Activiteiten Maart van de Vrouw

Tijdens de “Maart van de Vrouw” organiseert Projekta verschillende openbare discussies. Zo zullen Carl Breeveld, Siegmien Staphorst en Lillian Ferrier spreken over hun idee van stabiele gezinnen en man/vrouwrelaties; en zal Marcia de Castro van de UNDP een inleiding houden over de wijze waarop de net getekende UNDAF (UN Development Assistance Framework) voor de periode 2012-2016 zal bijdragen aan het opheffen van genderongelijkheid.

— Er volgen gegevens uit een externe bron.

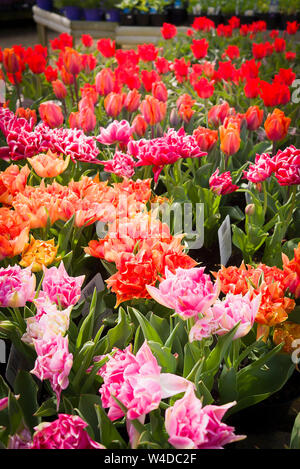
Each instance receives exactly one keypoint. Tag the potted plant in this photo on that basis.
(112, 12)
(157, 11)
(178, 13)
(127, 12)
(228, 9)
(195, 8)
(142, 16)
(92, 11)
(71, 8)
(246, 11)
(45, 4)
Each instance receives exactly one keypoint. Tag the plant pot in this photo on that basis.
(157, 19)
(73, 13)
(127, 18)
(142, 19)
(112, 15)
(178, 16)
(45, 4)
(92, 14)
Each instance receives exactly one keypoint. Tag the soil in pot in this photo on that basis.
(127, 19)
(142, 19)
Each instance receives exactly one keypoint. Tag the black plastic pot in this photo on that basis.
(127, 19)
(142, 19)
(177, 16)
(157, 19)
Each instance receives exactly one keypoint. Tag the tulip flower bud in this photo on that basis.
(250, 209)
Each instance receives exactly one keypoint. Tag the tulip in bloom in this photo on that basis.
(54, 362)
(105, 81)
(222, 184)
(192, 426)
(48, 320)
(287, 166)
(66, 432)
(189, 292)
(51, 114)
(72, 61)
(254, 117)
(139, 126)
(292, 272)
(168, 31)
(136, 381)
(59, 89)
(277, 125)
(153, 110)
(230, 139)
(205, 138)
(58, 285)
(199, 48)
(116, 132)
(107, 47)
(17, 286)
(262, 169)
(114, 103)
(38, 253)
(49, 165)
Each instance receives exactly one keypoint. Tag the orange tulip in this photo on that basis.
(14, 233)
(206, 138)
(153, 110)
(230, 139)
(276, 125)
(254, 117)
(105, 81)
(49, 165)
(51, 114)
(11, 61)
(286, 333)
(38, 253)
(139, 126)
(72, 61)
(59, 89)
(113, 103)
(12, 181)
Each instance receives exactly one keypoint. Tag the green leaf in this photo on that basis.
(108, 431)
(164, 357)
(227, 385)
(120, 335)
(27, 388)
(86, 407)
(86, 329)
(47, 409)
(148, 330)
(295, 436)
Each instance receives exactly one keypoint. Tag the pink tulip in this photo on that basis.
(54, 362)
(116, 132)
(222, 184)
(17, 286)
(121, 165)
(57, 284)
(189, 292)
(137, 382)
(226, 314)
(66, 432)
(191, 426)
(261, 170)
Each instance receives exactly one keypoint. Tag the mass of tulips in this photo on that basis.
(131, 328)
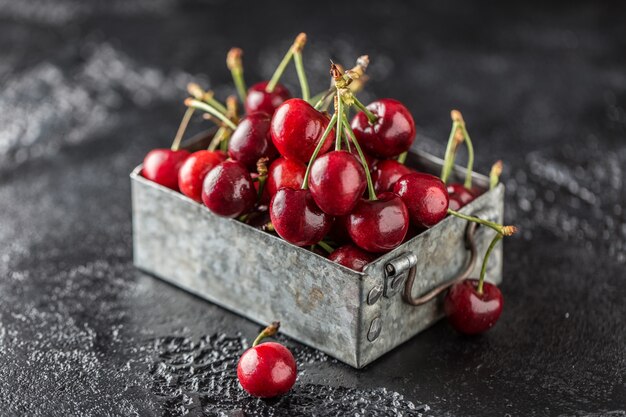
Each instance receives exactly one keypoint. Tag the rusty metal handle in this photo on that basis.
(470, 244)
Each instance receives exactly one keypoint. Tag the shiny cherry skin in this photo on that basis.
(297, 128)
(380, 225)
(297, 219)
(351, 257)
(393, 132)
(258, 100)
(386, 173)
(459, 196)
(193, 171)
(470, 312)
(337, 182)
(284, 172)
(267, 370)
(251, 140)
(162, 166)
(228, 190)
(425, 196)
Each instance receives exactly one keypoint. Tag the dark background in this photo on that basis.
(87, 88)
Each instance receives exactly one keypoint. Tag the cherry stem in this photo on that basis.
(318, 148)
(494, 175)
(304, 85)
(483, 270)
(181, 128)
(371, 117)
(234, 64)
(196, 104)
(269, 331)
(503, 230)
(339, 111)
(370, 185)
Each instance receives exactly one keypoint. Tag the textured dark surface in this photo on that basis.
(86, 89)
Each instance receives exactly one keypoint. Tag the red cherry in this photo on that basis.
(470, 312)
(267, 370)
(260, 100)
(251, 140)
(228, 190)
(337, 181)
(379, 225)
(297, 128)
(459, 196)
(351, 257)
(425, 196)
(297, 219)
(393, 132)
(162, 165)
(386, 173)
(193, 171)
(285, 173)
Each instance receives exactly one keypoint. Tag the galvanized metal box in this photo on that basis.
(353, 316)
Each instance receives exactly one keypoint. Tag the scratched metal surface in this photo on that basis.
(88, 88)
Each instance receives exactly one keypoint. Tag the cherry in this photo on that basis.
(471, 312)
(425, 197)
(285, 173)
(351, 257)
(391, 134)
(259, 99)
(296, 129)
(386, 173)
(193, 171)
(297, 219)
(379, 225)
(228, 189)
(337, 181)
(162, 166)
(251, 140)
(459, 196)
(267, 369)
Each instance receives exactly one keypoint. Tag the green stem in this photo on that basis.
(181, 128)
(318, 148)
(196, 104)
(483, 270)
(370, 185)
(279, 71)
(304, 85)
(269, 331)
(448, 160)
(371, 117)
(339, 111)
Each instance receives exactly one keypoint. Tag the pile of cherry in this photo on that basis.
(326, 182)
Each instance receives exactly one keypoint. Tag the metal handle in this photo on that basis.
(470, 244)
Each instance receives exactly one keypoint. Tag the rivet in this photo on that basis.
(374, 294)
(375, 329)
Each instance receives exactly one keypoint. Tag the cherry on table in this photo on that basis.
(284, 172)
(337, 182)
(425, 197)
(297, 219)
(351, 257)
(195, 168)
(162, 166)
(391, 134)
(260, 100)
(296, 129)
(228, 190)
(251, 140)
(470, 312)
(379, 225)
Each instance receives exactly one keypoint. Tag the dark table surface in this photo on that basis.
(87, 88)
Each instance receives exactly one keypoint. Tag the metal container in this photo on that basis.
(353, 316)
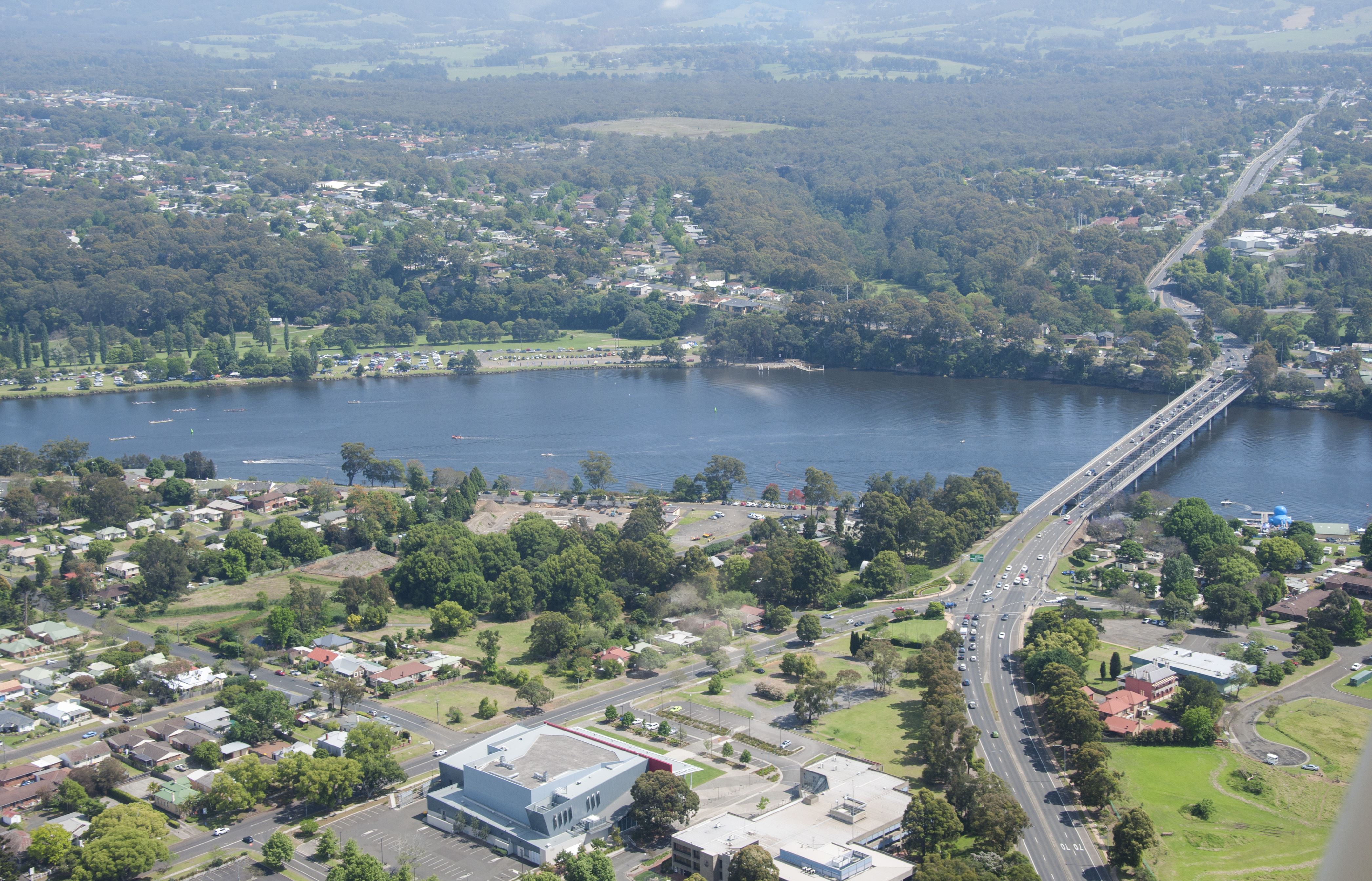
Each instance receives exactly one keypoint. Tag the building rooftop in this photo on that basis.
(544, 754)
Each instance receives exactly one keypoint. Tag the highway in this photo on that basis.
(1253, 176)
(1027, 551)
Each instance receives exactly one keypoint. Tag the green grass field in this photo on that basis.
(1330, 732)
(1250, 838)
(917, 629)
(877, 729)
(706, 774)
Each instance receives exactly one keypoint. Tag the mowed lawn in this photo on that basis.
(917, 629)
(1250, 836)
(877, 729)
(1330, 732)
(514, 640)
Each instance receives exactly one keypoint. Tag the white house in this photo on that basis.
(62, 714)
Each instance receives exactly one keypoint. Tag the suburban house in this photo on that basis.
(189, 740)
(615, 654)
(540, 791)
(354, 668)
(204, 779)
(43, 678)
(403, 674)
(82, 757)
(199, 681)
(678, 637)
(25, 555)
(272, 751)
(175, 796)
(1152, 681)
(127, 742)
(213, 720)
(20, 774)
(235, 750)
(123, 569)
(167, 728)
(334, 643)
(14, 722)
(54, 633)
(332, 743)
(106, 696)
(62, 714)
(268, 503)
(751, 617)
(153, 755)
(21, 648)
(112, 596)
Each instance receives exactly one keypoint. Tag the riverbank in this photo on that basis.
(559, 366)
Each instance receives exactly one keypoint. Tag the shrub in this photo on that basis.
(770, 690)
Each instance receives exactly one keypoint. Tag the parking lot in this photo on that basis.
(698, 528)
(396, 835)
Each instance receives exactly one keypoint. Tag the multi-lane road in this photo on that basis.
(1253, 176)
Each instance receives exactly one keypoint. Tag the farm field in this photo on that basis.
(1330, 732)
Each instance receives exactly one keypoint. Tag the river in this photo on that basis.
(661, 423)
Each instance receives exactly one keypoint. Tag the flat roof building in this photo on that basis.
(1190, 663)
(848, 810)
(538, 791)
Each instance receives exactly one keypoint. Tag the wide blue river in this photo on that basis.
(659, 425)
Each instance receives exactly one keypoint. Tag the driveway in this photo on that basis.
(396, 835)
(1245, 717)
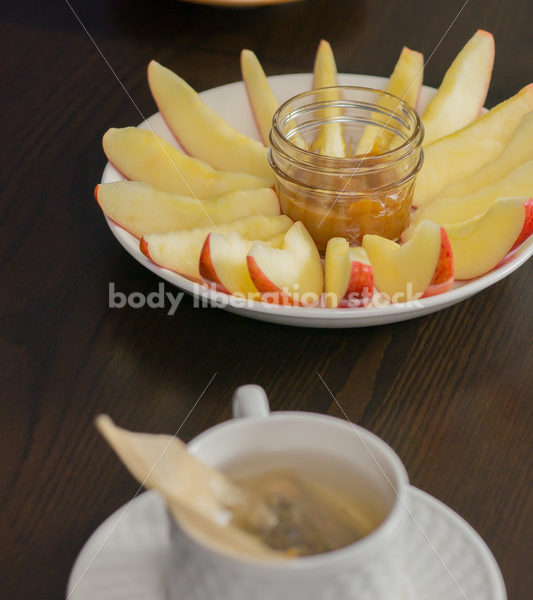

Naast de openbare discussies zal Projekta voor belangstellenden weer gratis trainingen “Kennismaken met Gender” verzorgen. En aan het eind van de maand zal een workshop voor NGO’s worden georganiseerd rond het gebruik van gender awareness materiaal, dat met financiële ondersteuning van de Nederlandse Ambassade te Paramaribo is ontwikkeld. Dit materiaal zal gedurende de “Maart van de Vrouw” ook via radio en televisie worden uitgezonden, om de aandacht van het algemene publiek te vragen voor verschillende aspecten van gender en gendergelijkheid.